World: r3wp

Join the discussions in the REBOL3 world...

[Parse] Discussion of PARSE dialect

older newer	first last
Paul 5-Jun-2009 [3889]	;Pekr, to avoide subdirectories with the spaces you can use this instead of my earlier example: copy/part path find/reverse find/reverse find/reverse find path "(" "\" " " " "
Pekr 5-Jun-2009 [3890]	Paul - that will not work. Because there is one exceptiong - NT AUTHORITY, which contains space ...
BrianH 5-Jun-2009 [3891]	Which is a keyword. BUILTIN is another keyword.
Pekr 5-Jun-2009 [3892]	But there can be also any domain name, not just keyword ....
BrianH 5-Jun-2009 [3893]	Ah, but the list of domain names in your network is a fixed list. You can use that list to generate the look-for-a-domain rule.
Paul 5-Jun-2009 [3894]	Right Pekr, forgot about that.
Pekr 5-Jun-2009 [3895]	I got it working. I use the following trick - I identify DOMAIN\USER:(RIGHT) or (RIGHT) sections first. Then I put weirdly markers around and catch the rest with the skip. The file is "clean", so actually what do I skip is either spaces, or path. I do check in emit function: emit: does [ if find tmp: trim copy/part p-start p-end ":\" [path: tmp] print [path domain user rights] ] ;--- rules - spaces, tabs, newlines spacer-chars: charset [#" " #"^-" #"^/"] spacers: [some spacer-chars] ;--- user-rights rules ;--- would be easier, if filesystem would not allow () ... right-char: charset [#"A" - #"Z"] right-rule: ["(" 1 2 right-char ")" ] rights-rule: [r-start: some right-rule r-end: (rights: copy/part r-start r-end)] ;--- rule to identify user part user-chars: complement charset {".,;:\/*} user-rule: [copy user some user-chars ":" ] ;--- rule to identify domain - I expect it being typed in CAPITAL, can contain "-" ;--- the exception is "NT AUTHORITY" - contains space domain-chars: charset [#"A" - #"Z" "-"] domain-rule: [ "NT AUTHORITY\" (domain: "NT AUTHORITY") \| copy domain some domain-chars "\" ] ;--- rules for combinations of: rights only (RIGHT), or DOMAIN\USER:(RIGT) domain-user-rights: [ rights-rule \| domain-rule user-rule rights-rule ] parse/all str: read from-file [p-start: any [ p-end: domain-user-rights (emit) p-start: \| skip ] to end]
Paul 5-Jun-2009 [3896x3]	lcase: charset "abcdefghijklmnopqrstuvwxyz" copy/part path find/reverse find/reverse find/reverse find/reverse find path "(" "\" " " lcase " "
	I'm assuming all usernames will be lowercase.
	Windows doesn't use case specific usernames.
BrianH 5-Jun-2009 [3899]	No, but they use case-preserving.
Paul 5-Jun-2009 [3900]	Even for the output of icalcs?
BrianH 5-Jun-2009 [3901]	Probably.

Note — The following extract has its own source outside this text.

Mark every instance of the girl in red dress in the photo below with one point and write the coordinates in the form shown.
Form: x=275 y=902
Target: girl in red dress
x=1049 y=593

Only the domains are uppercased.
Paul 5-Jun-2009 [3902x2]	Then with the find command I don't think it will be possible.
Paul 5-Jun-2009 [3902x2]	At least not without a table lookup.
Graham 14-Jun-2009 [3904]	What's the most economical way to do this. I have a line of text, and I want to classify each line. So, if I find the word "tablet" in it, I class this as a U2, and if I find "capsule", it's AV. I can do a sequence of finds inside a case statement, or I can use a parse. But in the first instance I have multiple find statements, but in the latter I have mutliple assignments in my code.
Gregg 14-Jun-2009 [3905]	Economical how, in space, speed, or complexity? e.g., repeated FINDs can seem inelegant, but are easy to understand and maintain. If lines match more than one rule, what is the desired behavior? Assuming you have test data, and if performance is the key, have you done any quick tests?
Graham 15-Jun-2009 [3906x3]	elegant in looks :)
	the lines are so few in number that it won't make any practical difference ... just wondering if there were a preference on how to do this without code duplication.
	I decided that since the way I was going to use parse, or case meant the code was mixed in with the data .. it was better to do it differently.
Tomc 15-Jun-2009 [3909x3]	you need to maintain a map of keywords and codes to that in its own file and read it in to build your rules
	sort it by keyword length longest first
	before building the rules then when codes change or mor are added you just update your map
Graham 15-Jun-2009 [3912]	basically what ended up doing :)
PeterWood 16-Jun-2009 [3913]	I'm puzzled about the difference result when using [to end end] and [thru end}. Anybody know why? >> parse "123456789" [to end end] == true >> parse "123456789" [thru end] == false
Maxim 16-Jun-2009 [3914x5]	note: parse "123456789" [to end] == true
	this has also puzzled me, since: >> parse "123456789" [thru end here:] index? here == 10 >> parse "123456789" [to end here:] index? here == 10
	maybe the rule thru fails because you can't actually go past the end.
	just like this fails too. even though we are at the end: >> print parse "123456789" [9 skip here:] index? here true == 10 >> print parse "123456789" [10 skip here:] index? here false == 10
	it does make sense, and its consistent with parse... it only returns true when the last rule ends Exactly AT the end.
PeterWood 16-Jun-2009 [3919]	maybe the rule thru fails because you can't actually go past the end - but does [thru end] go past the end?
Maxim 16-Jun-2009 [3920]	yes it goes one past the end. it does not stop AT the end.
BrianH 16-Jun-2009 [3921]	end has no length, so to end and thru end mean the same thing.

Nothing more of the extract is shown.